SENATE BILL REPORT
This analysis was prepared by non-partisan legislative staff for the use of legislative members in their deliberations. This analysis is not a part of the legislation nor does it constitute a statement of legislative intent.
As of January 30, 2017
Title: An act relating to requiring drivers to stop for approaching other on-track equipment at railroad grade crossings.
Brief Description: Requiring drivers to stop for approaching other on-track equipment at railroad grade crossings.
Sponsors: Senators King, Hobbs, Hasegawa, Saldaña and Kuderer.
Committee Activity: Transportation: 1/30/17.
SENATE COMMITTEE ON TRANSPORTATION
Staff: Hayley Gamble (786-7452)
Background: Current law requires drivers of vehicles on the road to stop at railroad crossings for trains and signals that indicate the approach of a train. Current law also requires counties, the Department of Transportation, and railroad companies to keep their respective rights-of-way clear of brush and timber near railroad crossings in order for drivers of vehicles on the road to clearly see approaching trains.

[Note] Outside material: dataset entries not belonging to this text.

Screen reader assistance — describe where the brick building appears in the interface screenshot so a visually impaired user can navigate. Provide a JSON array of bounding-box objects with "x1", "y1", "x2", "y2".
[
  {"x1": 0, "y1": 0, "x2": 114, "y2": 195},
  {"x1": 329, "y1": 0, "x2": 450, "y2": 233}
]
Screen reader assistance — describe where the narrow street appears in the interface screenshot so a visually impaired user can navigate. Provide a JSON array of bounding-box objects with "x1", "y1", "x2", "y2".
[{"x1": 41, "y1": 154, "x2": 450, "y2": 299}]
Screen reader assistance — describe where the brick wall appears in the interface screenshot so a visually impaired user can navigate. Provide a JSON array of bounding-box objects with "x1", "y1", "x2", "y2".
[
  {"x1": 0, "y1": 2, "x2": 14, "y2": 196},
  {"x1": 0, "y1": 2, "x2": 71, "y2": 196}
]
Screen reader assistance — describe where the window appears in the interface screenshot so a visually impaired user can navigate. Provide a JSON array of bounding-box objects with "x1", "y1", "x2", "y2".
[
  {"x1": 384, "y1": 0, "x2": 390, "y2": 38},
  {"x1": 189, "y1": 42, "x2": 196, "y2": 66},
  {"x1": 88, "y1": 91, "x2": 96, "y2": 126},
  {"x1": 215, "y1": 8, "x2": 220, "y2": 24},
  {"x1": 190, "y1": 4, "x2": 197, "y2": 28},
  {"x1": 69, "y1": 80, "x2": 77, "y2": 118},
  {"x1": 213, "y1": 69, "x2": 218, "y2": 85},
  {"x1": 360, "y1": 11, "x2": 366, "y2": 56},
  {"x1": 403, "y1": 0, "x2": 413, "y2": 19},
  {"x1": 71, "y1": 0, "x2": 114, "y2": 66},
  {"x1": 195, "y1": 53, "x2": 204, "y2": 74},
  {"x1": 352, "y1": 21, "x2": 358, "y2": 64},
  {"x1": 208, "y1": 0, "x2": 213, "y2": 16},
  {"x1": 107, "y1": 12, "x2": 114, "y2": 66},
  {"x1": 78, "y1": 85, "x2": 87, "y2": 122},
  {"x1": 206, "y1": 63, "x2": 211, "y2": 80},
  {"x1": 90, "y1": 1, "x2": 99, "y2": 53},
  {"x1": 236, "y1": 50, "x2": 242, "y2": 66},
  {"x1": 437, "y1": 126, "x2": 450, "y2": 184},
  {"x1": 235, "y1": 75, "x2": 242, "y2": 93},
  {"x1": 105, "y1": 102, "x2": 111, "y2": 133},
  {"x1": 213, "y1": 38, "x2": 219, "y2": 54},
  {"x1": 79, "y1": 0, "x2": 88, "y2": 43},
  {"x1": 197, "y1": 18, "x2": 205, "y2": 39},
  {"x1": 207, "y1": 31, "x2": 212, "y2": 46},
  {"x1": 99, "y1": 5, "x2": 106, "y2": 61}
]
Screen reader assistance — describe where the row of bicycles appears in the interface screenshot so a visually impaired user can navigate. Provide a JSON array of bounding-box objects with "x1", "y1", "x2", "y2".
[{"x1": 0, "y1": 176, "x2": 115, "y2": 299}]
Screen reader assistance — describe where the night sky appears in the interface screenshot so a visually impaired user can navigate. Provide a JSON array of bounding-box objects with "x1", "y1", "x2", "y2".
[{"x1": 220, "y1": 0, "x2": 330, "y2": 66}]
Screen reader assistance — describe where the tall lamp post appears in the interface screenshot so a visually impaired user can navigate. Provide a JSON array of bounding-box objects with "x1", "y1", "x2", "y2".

Summary of Bill: Statutes requiring drivers on the road to stop at railroad crossings for trains, or signals that indicates the approach of a train, are modified to also require drivers to stop for other on-track equipment.
Counties, the Department of Transportation, and railroad companies are required to keep their respective rights-of-way clear of brush and timber near railroad crossing in order for drivers of vehicles on the road to clearly see approaching on-track equipment.
Fiscal Note: Not requested.
Creates Committee/Commission/Task Force that includes Legislative members: No.
Effective Date: Ninety days after adjournment of session in which bill is passed.
Staff Summary of Public Testimony: PRO: This bill recognizes that there is equipment other than trains on the railway. We need to update our statutes to reflect this.
Persons Testifying: PRO: Senator Curtis King, Prime Sponsor.
Persons Signed In To Testify But Not Testifying: No one.